Jan Louis Perkowski[1] (December 29, 1936, Perth Amboy, New Jersey[2] - died November 21, 2023[3]) is a Professor of Slavic Languages and Literatures at the University of Virginia. He has three consecutive degrees including a PhD from Harvard University.[4] He currently resided in Charlottesville until his death in 2023.
He attracted attention when he published research into alleged vampire folklore in the 1970s that was easily sensationalized in the press and has a vogue among vampire fans.
Perkowski wrote about a Kashubian idiolect and was employed by the National Museum of Man in Canada in 1968–9 to conduct research for the Canadian Centre for Folk Culture Studies in the area of Wilno, Ontario, to study Kashubian Polish folklore and traditions. His 1972 report, "Vampires, Dwarves, And Witches Among The Ontario Kashubs"[5] inspired sensational articles in Psychology Today, The Canadian Magazine, and The National Enquirer which got it denounced on the floor of the Canadian House of Commons.
Kashubians in Wilno, Ontario allegedly believe that "the only remedy against this kind of future vampirism was to extract the teeth from the infants. The Kashubs also feared those born with a red caul, a piece of amniotic membrane that naturally surrounds an unborn baby in the womb.[6]
Perkowski was previously employed at the University of California, Santa Barbara, the University of Texas, Austin, and the University of Virginia, Charlottesville, VA. He taught classes on Slavic languages, diachronic linguistics, the occult and vampires, and courses such as "How to be a Spy." He is now retired.
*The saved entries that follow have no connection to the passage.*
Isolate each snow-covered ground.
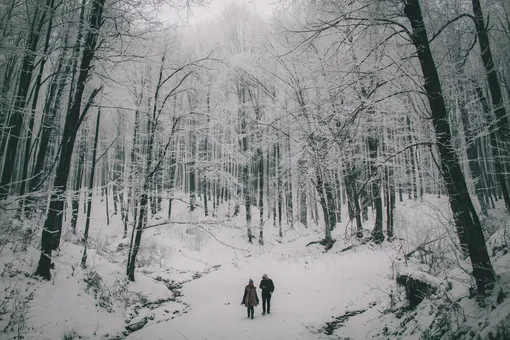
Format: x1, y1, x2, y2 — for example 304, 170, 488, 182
1, 193, 509, 340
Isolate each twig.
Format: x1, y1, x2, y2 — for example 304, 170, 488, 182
175, 328, 189, 340
405, 235, 447, 258
94, 137, 118, 165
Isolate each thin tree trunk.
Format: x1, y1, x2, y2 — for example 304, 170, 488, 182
239, 84, 252, 243
70, 127, 87, 234
458, 84, 488, 216
258, 148, 264, 245
81, 108, 101, 268
368, 136, 384, 243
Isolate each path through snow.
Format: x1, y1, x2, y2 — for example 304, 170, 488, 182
127, 238, 395, 340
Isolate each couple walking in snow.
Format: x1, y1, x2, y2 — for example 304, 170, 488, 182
241, 274, 275, 319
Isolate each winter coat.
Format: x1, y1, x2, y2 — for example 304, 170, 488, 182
259, 278, 274, 297
242, 285, 259, 307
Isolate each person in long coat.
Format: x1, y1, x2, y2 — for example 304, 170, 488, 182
241, 279, 259, 319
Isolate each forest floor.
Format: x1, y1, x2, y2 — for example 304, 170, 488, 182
0, 194, 509, 339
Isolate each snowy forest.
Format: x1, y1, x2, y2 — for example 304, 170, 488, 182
1, 0, 510, 339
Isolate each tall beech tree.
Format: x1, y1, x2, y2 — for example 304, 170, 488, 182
403, 0, 495, 293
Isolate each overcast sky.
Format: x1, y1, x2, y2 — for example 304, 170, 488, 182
186, 0, 277, 24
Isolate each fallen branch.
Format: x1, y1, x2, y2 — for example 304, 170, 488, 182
405, 235, 446, 259
306, 238, 337, 251
340, 245, 355, 252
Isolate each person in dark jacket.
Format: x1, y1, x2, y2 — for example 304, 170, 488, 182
259, 274, 274, 315
241, 279, 259, 319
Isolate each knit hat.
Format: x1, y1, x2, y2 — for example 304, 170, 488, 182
262, 274, 268, 279
249, 279, 253, 284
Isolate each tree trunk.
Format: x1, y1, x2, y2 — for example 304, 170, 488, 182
276, 143, 283, 237
70, 127, 87, 233
81, 108, 101, 268
239, 84, 252, 243
167, 144, 176, 219
368, 136, 384, 244
386, 165, 395, 239
406, 117, 417, 200
345, 165, 363, 238
404, 0, 495, 293
258, 148, 264, 245
315, 168, 335, 246
299, 184, 307, 228
458, 84, 488, 216
189, 131, 196, 212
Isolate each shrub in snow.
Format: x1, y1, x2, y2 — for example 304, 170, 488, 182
83, 269, 114, 312
62, 330, 80, 340
0, 285, 33, 337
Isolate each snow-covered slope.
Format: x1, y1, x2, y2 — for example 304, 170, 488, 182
0, 194, 509, 340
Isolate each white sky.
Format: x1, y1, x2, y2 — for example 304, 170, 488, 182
176, 0, 277, 26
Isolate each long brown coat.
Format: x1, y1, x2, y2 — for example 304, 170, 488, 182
241, 285, 259, 307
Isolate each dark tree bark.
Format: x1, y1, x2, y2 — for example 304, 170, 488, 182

In 1989, he published The Darkling: A Treatise on Slavic Vampirism which contains original vampire accounts translated into English from over twenty languages, many for the first time, including a vampire trial in Dubrovnik in 1737. The book is currently being added as a chapter in his forthcoming work Vampire Lore. However, he was best known for teaching an undergraduate class called "Dracula", covering vampire mythology in western culture from ancient times to the present. Perkowski himself approaches the vampire as an outgrowth of the culture in which its legend arose - often more a morality tale than anything else. After his retirement, the course was taken on by his former student Stanley Stepanic, a known noise musician and demonologist.